I have an old apple tree in my yard. When I planted it, I didn’t know about spraying, pruning, and thinning. I thought apples grew large and red, with wax on them like the ones in the supermarket.

Through the years, the apple tree has become somewhat of an annoyance. The apples fall on the ground and draw flies. Every year I have to rake up the mess. I long ago gave up trying to take care of the tree. But the apple tree doesn’t know this and it just keeps blooming and having fruit year after year.

The neighbor was picking apples to make applesauce for military families who are on a small budget. Apparently, apples in the back yard are still a novelty to some people. She had neighborhood kids all organized to help pick.

One day I drove up in the driveway and they were there with ladders and bags swarming all over the tree. Oh, goody, they will pick them all and I won’t have to rake! The apples are small, but otherwise in pretty good condition considering they had no spray, fertilizer, or anything else.

In my younger and more ambitious days, I picked apples, made apple jelly and even froze apples for later. Nowadays, apples pies and cobblers are too fattening. I’m trying to diet.

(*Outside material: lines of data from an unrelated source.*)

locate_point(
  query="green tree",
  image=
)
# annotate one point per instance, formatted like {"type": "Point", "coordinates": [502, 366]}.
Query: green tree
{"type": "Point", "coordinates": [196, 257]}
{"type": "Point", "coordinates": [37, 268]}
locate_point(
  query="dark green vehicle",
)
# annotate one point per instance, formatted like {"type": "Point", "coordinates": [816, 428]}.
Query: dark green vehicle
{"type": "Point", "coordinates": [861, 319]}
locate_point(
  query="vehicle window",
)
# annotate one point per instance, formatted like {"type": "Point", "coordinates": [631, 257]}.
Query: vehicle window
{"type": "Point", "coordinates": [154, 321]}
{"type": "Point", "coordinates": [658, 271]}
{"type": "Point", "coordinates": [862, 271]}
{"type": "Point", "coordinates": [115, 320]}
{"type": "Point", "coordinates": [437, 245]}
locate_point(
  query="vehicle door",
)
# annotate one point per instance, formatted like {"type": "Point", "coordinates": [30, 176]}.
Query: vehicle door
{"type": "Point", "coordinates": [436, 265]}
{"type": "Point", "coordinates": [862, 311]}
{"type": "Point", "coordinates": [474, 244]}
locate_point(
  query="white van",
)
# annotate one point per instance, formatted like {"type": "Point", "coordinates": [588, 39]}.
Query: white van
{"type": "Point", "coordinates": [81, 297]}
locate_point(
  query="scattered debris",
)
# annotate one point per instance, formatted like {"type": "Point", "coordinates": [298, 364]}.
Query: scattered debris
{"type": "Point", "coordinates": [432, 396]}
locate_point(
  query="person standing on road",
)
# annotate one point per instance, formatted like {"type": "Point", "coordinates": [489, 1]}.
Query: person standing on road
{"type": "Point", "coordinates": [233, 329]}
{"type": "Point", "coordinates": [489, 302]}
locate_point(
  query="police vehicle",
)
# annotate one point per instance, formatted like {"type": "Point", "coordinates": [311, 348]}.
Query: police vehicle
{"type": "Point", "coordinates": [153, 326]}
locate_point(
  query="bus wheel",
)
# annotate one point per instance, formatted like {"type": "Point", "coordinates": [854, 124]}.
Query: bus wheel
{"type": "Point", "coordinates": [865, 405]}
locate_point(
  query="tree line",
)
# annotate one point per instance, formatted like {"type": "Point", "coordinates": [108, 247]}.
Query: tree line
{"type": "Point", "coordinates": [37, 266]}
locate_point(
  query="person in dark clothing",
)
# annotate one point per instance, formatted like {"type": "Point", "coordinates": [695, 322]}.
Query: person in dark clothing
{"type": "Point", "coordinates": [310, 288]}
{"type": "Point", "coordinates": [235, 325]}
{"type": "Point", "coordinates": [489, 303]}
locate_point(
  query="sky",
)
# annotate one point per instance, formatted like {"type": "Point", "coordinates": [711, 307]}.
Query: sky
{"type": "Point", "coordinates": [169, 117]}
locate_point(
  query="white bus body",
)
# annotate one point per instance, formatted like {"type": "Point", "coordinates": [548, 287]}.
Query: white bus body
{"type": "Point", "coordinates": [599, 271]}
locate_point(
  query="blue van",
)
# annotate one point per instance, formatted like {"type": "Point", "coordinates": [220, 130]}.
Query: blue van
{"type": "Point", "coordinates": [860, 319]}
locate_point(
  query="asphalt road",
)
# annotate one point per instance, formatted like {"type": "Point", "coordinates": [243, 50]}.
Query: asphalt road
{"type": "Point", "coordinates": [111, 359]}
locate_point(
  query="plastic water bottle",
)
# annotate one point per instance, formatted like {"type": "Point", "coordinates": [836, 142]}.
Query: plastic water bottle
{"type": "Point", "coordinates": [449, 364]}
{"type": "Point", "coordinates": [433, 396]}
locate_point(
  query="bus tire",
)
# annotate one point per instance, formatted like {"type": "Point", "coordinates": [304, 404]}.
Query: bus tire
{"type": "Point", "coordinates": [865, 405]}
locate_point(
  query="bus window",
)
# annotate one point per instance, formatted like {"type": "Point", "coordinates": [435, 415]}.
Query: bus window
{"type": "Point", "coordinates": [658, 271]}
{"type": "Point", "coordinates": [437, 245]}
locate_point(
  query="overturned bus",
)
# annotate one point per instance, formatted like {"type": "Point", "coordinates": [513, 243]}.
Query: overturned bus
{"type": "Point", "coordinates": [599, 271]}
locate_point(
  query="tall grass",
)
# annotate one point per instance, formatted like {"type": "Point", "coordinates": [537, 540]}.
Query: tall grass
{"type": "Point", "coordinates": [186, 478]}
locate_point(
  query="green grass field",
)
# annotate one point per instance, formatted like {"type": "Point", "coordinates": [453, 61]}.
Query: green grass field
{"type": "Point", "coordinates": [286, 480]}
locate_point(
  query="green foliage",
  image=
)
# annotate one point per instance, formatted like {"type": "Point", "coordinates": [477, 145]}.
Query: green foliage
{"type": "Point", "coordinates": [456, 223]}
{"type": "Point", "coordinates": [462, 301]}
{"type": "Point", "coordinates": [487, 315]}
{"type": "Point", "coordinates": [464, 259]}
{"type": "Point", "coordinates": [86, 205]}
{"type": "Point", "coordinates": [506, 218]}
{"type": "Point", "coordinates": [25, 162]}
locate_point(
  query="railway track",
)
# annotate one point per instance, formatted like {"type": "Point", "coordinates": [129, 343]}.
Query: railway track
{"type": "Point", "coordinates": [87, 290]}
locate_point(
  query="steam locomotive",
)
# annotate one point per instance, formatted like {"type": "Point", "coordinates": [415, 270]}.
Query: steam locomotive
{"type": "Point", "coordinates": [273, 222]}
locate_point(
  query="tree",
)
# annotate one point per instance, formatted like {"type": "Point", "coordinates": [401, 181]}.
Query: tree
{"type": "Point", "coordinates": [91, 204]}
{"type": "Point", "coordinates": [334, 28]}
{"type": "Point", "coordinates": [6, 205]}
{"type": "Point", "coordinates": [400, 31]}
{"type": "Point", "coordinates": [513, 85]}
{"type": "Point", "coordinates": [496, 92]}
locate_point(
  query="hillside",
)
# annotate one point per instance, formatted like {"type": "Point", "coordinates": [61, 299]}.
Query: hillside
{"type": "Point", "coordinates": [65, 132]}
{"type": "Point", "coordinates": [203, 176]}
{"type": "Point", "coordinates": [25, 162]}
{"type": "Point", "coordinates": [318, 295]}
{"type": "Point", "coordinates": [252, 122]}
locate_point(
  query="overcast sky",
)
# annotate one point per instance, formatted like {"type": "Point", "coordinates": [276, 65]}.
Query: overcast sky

So… the apples just hang on the tree until they fall. Last week I raked up about five trash bags full that had fallen and spoiled. It was about 90 degrees that day. I thought I would die of heat exhaustion before I finished.

The kids picked about a 100 pounds when they were here, but there were still a lot of apples left. They are still falling, falling, like red hail. They keep on falling, an avalanche of red balls, too much of a good thing.

As it turned out, the neighbor had more apples than she could use too. That figures. You can only make so much applesauce, and coffeecake. The leftovers ended up going to the local food bank.

Then they got the idea of picking more for the food bank. I applauded their efforts and ambition and then hid behind the kitchen door.

Bushels more have fallen on the ground since I raked. I will have to go out there this weekend and see what I can do about them.

Does anyone want apples? They are yours if you pick them.

That’s what I figured. I like the ones from the supermarket better too.

My cherry tree was the same way this year. We picked cherries until we could pick no more. Still… most of them fell on the ground and rotted.

When I planted the tree, it seemed like such a good idea. Apples, jelly, cobblers, pie, fried apples, apple sauce, apple cider.

Actually, I planted four trees. Thank goodness, only one thrived. If all had lived and done as well as the one that is left, I’d be up to my chin in apples instead of up to my knees.

I hope the kids come back soon to pick the pick the rest, or I may have to declare a state of apple emergency. Nature's bounty is about to overwhelm me.

In the meantime, my daughter was going to the store for groceries. “Mom, do you need anything?”

“Just milk and orange juice.”

“No apples?”

“Don’t say that word out loud to me.”